# Temporary support for replacement of basement beam



## redline (Mar 5, 2006)

Mikedks said:


> First question is this, what is the safest way to temporarily support the joists when I remove the column and beam?, small hydraulic jacks w/4x4 supports?, not sure which way to go, mainly which is the safest.
> 
> Thanks in advance.


What is above this beam? Any heavy items? Any load bearing walls?
How thick is the basement floor?
How thick are the floor joists? What is the center to center distance on the floor joists?


----------



## AtlanticWBConst. (May 12, 2006)

I would suggest that you use 6x6 posts for temp support.

Good Cinder block sealant: Try Drylock, get it in a 5 gallon container and save yourself some money.


----------



## Mikedks (Sep 13, 2006)

Floor joists are 2x8's, 16 on center.
No heavy loads above, two bedrooms, only one is occupied.
According to structural engineer, we have a truss roof and all
walls on first floor are essentially partitions, so no load bearing walls
above. The basement is actually a slab, about 40yrs old, in near perfect condition. We unfortunately do not know the thickness of the slab.


----------



## fhivinylwindows (Jun 11, 2006)

I use to replace sills that had ant damage. We would use 4x6 or 6x6 and use timber screws to attach them to the joist. Once these are in place we would have another set on the floor and then use the adjustable lally columns to raise the joist enough.
1. By screwing the beam to your joist you will reduce the columns slipping.

2. By placing beams on the floor you will spread the load on the concrete. I have never cracked a floor yet.

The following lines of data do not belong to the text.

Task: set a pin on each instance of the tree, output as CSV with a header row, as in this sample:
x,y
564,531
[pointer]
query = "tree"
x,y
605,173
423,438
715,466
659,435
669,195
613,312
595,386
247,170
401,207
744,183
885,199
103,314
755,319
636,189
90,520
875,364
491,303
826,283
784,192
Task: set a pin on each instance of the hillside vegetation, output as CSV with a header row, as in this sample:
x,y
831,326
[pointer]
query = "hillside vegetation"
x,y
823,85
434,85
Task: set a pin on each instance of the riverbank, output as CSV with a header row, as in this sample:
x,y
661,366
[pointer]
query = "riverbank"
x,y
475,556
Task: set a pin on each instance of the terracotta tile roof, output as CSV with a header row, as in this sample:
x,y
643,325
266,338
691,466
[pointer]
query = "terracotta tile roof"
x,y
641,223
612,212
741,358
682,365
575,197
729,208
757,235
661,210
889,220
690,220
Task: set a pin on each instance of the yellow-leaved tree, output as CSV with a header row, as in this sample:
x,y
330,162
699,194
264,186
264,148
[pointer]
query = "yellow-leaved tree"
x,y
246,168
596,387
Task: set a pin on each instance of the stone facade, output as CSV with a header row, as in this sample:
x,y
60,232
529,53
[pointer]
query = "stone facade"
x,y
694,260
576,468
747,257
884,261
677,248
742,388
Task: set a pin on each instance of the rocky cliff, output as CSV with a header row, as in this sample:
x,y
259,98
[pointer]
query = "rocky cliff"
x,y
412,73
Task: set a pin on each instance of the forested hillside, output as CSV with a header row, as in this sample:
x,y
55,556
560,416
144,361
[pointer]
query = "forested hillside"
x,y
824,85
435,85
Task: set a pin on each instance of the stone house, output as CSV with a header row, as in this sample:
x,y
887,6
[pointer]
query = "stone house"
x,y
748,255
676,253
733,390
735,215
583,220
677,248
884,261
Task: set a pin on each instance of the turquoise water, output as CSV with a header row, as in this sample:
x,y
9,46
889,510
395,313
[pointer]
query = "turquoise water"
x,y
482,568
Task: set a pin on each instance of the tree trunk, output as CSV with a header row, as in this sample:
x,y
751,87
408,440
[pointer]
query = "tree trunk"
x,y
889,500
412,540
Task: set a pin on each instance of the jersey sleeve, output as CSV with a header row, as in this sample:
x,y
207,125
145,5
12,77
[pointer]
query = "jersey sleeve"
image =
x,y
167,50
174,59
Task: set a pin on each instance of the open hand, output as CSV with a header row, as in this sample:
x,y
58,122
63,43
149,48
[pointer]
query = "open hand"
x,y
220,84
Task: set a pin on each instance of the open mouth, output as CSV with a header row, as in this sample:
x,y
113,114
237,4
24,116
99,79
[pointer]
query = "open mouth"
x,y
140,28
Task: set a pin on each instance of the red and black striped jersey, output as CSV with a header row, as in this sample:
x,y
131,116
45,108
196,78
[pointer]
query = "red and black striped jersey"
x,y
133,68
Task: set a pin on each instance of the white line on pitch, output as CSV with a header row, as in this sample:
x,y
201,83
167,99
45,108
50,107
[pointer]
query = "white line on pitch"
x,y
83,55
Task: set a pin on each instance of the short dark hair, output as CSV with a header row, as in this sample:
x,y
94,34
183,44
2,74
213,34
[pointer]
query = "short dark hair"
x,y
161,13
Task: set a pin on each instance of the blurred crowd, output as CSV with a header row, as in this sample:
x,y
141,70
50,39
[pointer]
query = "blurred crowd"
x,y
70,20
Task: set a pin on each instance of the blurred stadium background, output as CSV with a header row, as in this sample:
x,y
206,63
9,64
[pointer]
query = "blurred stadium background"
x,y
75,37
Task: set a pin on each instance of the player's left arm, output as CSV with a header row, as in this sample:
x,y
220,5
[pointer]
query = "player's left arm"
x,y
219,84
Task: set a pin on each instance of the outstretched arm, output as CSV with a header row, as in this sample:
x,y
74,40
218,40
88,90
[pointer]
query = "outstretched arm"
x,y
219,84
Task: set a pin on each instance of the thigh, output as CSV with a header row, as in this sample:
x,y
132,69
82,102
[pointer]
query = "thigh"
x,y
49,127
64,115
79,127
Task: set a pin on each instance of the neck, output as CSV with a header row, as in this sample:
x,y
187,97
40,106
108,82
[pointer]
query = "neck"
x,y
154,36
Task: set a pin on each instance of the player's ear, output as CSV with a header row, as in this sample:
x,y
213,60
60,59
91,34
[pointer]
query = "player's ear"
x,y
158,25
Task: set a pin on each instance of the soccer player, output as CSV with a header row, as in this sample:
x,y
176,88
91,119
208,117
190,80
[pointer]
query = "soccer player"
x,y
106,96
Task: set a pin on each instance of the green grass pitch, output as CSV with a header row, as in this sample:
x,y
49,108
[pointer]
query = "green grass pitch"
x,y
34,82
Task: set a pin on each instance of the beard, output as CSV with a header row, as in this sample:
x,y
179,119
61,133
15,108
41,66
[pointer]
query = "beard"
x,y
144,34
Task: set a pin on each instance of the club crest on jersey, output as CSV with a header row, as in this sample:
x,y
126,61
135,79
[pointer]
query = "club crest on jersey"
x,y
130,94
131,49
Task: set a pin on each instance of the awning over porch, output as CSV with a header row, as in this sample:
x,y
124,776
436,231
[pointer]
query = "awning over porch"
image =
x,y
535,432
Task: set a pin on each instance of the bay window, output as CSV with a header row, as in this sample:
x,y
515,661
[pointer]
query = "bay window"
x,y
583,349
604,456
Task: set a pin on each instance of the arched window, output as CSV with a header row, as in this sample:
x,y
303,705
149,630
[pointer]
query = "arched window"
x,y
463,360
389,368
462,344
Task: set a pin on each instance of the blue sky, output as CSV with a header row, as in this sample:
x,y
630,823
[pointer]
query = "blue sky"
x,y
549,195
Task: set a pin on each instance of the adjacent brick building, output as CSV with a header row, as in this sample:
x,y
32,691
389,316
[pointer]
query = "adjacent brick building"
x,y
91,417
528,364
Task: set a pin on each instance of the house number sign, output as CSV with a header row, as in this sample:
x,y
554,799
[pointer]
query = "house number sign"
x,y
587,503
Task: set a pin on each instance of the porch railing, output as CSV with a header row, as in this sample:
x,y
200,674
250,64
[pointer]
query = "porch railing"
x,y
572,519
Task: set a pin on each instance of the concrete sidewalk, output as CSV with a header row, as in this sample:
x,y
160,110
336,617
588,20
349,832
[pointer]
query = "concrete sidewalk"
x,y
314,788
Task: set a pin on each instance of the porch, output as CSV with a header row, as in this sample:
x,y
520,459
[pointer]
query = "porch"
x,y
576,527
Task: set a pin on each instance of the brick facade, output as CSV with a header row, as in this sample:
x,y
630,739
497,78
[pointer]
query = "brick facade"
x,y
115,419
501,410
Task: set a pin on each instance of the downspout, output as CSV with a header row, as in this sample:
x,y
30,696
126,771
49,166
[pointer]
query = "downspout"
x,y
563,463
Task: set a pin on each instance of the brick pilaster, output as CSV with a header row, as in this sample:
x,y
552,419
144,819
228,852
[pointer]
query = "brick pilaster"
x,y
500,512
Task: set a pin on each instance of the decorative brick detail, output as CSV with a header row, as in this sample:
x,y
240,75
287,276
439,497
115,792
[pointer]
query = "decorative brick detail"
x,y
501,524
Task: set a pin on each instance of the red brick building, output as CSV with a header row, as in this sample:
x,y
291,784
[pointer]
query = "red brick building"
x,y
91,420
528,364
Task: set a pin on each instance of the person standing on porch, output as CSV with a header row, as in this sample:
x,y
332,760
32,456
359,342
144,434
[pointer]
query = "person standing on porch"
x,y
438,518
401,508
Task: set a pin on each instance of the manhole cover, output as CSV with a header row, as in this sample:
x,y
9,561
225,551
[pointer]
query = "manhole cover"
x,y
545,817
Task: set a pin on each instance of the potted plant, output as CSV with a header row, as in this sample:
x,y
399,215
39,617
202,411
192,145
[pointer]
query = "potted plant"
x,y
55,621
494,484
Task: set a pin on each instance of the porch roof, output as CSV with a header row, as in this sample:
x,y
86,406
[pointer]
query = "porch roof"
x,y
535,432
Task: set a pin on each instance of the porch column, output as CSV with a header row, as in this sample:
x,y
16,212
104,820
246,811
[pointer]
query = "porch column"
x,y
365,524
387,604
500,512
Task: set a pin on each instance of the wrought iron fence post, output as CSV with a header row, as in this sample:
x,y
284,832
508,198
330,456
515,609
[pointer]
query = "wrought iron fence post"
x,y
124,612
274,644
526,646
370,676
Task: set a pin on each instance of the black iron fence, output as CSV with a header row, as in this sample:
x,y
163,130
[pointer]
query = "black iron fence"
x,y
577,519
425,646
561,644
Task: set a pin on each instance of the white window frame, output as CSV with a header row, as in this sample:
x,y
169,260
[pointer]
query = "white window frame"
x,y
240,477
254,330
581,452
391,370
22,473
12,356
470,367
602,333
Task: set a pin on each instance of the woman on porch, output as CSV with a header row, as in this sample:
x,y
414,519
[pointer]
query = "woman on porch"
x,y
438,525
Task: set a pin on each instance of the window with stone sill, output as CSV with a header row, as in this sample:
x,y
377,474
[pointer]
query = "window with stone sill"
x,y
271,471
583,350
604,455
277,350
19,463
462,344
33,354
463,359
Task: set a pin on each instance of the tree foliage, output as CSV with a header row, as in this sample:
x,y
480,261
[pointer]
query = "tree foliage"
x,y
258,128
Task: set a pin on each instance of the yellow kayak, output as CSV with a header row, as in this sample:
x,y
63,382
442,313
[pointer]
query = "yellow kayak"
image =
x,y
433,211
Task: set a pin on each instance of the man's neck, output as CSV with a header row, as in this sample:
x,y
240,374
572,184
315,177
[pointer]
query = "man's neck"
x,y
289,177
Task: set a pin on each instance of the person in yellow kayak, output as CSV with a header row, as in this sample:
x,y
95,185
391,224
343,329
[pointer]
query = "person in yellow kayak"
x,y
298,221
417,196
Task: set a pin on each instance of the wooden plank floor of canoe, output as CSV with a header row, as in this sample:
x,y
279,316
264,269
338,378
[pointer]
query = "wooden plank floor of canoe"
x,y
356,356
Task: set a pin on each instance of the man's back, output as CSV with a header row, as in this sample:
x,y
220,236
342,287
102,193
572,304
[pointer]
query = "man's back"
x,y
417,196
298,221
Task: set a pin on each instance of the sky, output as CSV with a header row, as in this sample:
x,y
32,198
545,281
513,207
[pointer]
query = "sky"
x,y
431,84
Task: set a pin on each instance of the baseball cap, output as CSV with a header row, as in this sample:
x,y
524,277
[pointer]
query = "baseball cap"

3. The adjustable columns are around $20 each at HD


I use to use UGL for basement paint, make sure you ventilate the area, it will make you sick and very dizzy.


----------



## Mikedks (Sep 13, 2006)

Ok, so I should probably be using 6x6's, but how many supports would I need for a 15 foot beam?. I was thinking four seperate supports, 2 on each side.


----------



## Mikedks (Sep 13, 2006)

check out the photo's of the basement. 

This is the 6 foot center section with cut-out for old ductwork, Nice!


----------



## AtlanticWBConst. (May 12, 2006)

OMG!!!

Did termites do that?


----------



## Mikedks (Sep 13, 2006)

HVAC morons!, you should have seen the stuff the inspector missed on this house!. Gonna fix that one this weekend.


----------